A 2022 UN report specifically named Liaoning Hongxiang Industrial Co. as a node in a broader network facilitating the movement of sanctioned goods, part of a web of entities that investigators described as 'sanctions evasion infrastructure.' The North Korean embassy in Beijing, according to testimony gathered by Human Rights Watch, has at various times operated as a direct procurement channel for luxury items destined for senior party officials — a finding Pyongyang predictably rejects as fabrication.
The Women Left Out of the Story
In the telling of North Korean elite life, women are frequently rendered invisible — trophy wives, silent beneficiaries. The reality is more complex. Several defector accounts describe wealthy women operating their own parallel business ventures, sometimes outstripping their husbands in commercial acumen. Choi Seon-hwa — again, not her real name — ran a network of illegal money exchange operations across three provinces before fleeing to South Korea in 2019. She describes a world where elite women wielded genuine economic power while performing public deference. "In private, it was the women who managed the money, who knew which officials to bribe and how much," she said. "The men had the titles. The women had the ledgers."

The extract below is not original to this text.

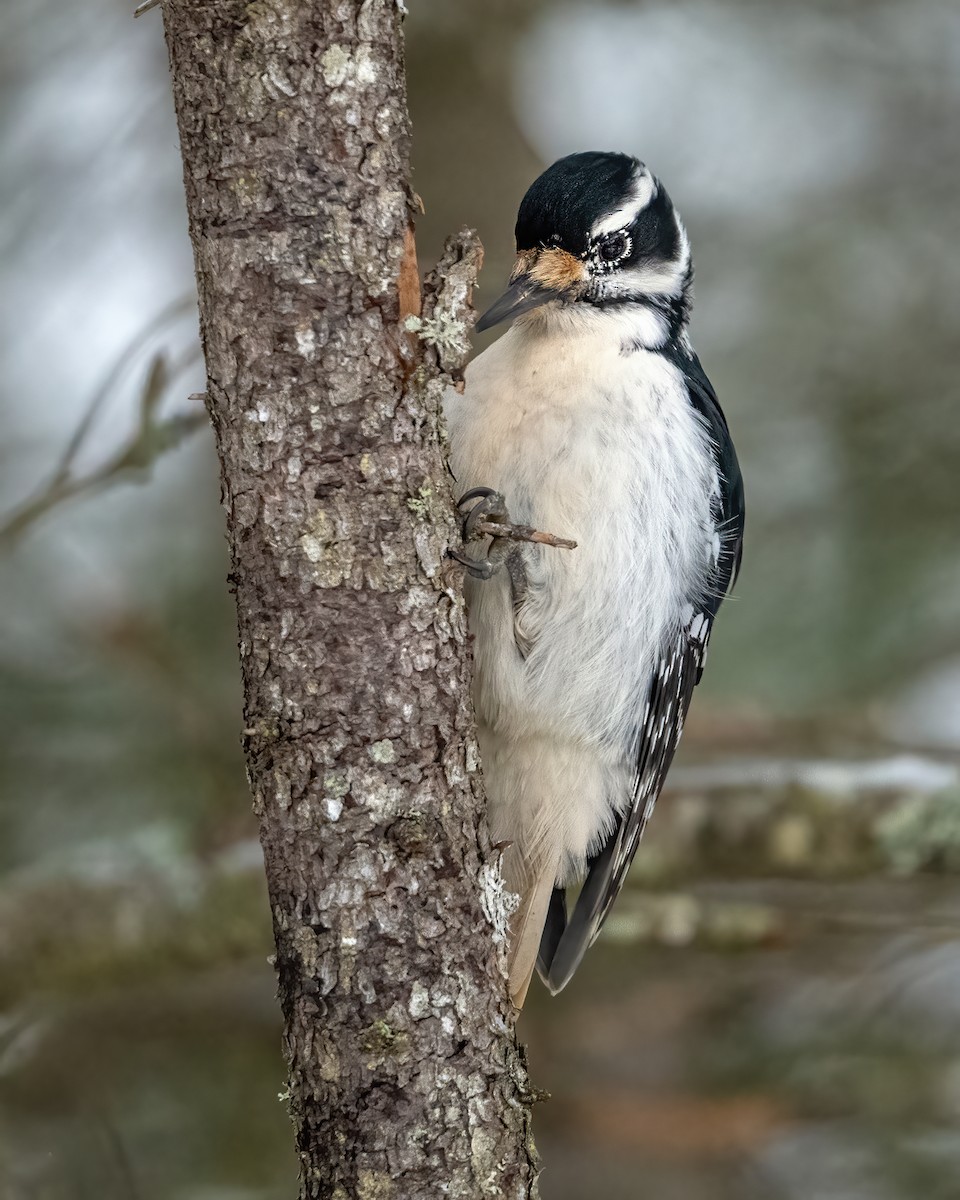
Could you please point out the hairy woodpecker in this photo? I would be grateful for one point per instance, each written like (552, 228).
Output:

A System on a Knife's Edge
Kim Jong-un's response to the COVID-19 pandemic — sealing the border with China from January 2020 with extraordinary totality — delivered a shock to this entire ecosystem that analysts are still attempting to measure. The supply chains that fed elite consumption collapsed virtually overnight. By mid-2021, sources inside Pyongyang reported to Radio Free Asia that even senior donju were struggling to source basic imported goods. Black market prices for Chinese-made consumer electronics tripled. The cognac ran out.
Whether this represents a temporary disruption or the beginning of a structural rupture in the relationship between the Kim regime and its merchant elite remains one of the most consequential and least understood questions in contemporary North Korea analysis. What is not in question is the human obscenity at the heart of it: a system in which a few thousand individuals drink cognac and sleep beneath imported duvets while twenty-five million of their compatriots are forbidden from knowing they exist. The lights in Ryomyong Street burn bright. The rest of Pyongyang, as any satellite image taken after midnight will confirm, sits in darkness.